At Johns Hopkins University in Baltimore, researchers looked at the effect of humour on heart disease, and found that happy people were healthier. Not only were they less likely to get heart disease, they were also less prone to high blood pressure: "The results suggest that the propensity to laugh may contribute to cardio-protection,'' say the researchers. The mind-body link has also triggered new treatments. At Stanford University, one team found that metastatic breast cancer patients who were in a support group that used self-hypnosis as well as other mind-body techniques lived some 18 months longer than a control group.
With so much research now suggesting powerful mind-body links, the hunt is on for the mechanisms involved. How can abstract thoughts and feelings affect the body and influence the development and progress of diseases and conditions that are so diverse? Prime candidates for bridging the gap between mind and body include neurotransmitters, the nervous system, hormones and the immune system.
Stress is heavily implicated, with several studies showing that stressed people have lower levels of natural killer cells and are more vulnerable to disease.
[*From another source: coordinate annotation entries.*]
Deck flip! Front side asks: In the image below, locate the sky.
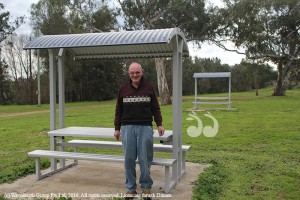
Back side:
[0,0,245,65]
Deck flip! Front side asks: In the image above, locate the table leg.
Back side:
[50,136,57,171]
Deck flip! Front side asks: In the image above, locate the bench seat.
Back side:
[28,150,176,193]
[62,140,191,152]
[61,140,191,174]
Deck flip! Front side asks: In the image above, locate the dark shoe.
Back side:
[124,191,138,200]
[142,189,152,200]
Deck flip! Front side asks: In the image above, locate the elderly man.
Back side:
[114,63,165,199]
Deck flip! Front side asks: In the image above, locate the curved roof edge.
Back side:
[193,72,231,78]
[24,28,189,59]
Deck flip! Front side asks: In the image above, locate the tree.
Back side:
[3,34,37,104]
[0,3,24,104]
[118,0,209,105]
[203,0,300,96]
[31,0,123,101]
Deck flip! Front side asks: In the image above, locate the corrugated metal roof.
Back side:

One study found that students taking exams had depressed immune systems, while others have shown links between high stress events such as divorce and redundancy and the onset of disease. People with a large number of friends and who also have pets have greater immune-system activity.
Stress is known to trigger physical reactions, especially in the flight- or-fight response to stimulus. But although it's known that stress can have an effect on the immune system, it is still not known how it can lead to a specific disease. Researchers in the relatively new area of psychoneuroimmunology, the study of how the mind and body interact in health and disease, are dedicated to discovering that mechanism.
One theory is that there is a direct communication system between the immune system, which orchestrates the body's defences, and the nervous system, which passes information between the body and the brain. Some experts believe that nerve endings in the thymus, spleen and bone marrow are evidence of communication.
But others maintain that the effects of the mind on disease are still unproven, and that any apparent effects can have different explanations. Are people with a large number of friends likely to live longer because of some unknown socialising effect, or because the friends are more likely to help them through illness? There are concerns too that mind-body explanations may have an adverse effect on patients with serious diseases, who may feel that they are in some way to blame.
"It is important to underline the hypothetical nature of these relationships,'' says Dr Vincent Jadoulle of the Universite Catholique de Louvain. "Psychosomatic explanations risk being used to fill in knowledge gaps, and to give the illusion that we can avoid or control a disease. They especially risk making the patients feel guilty for their cancer or its development."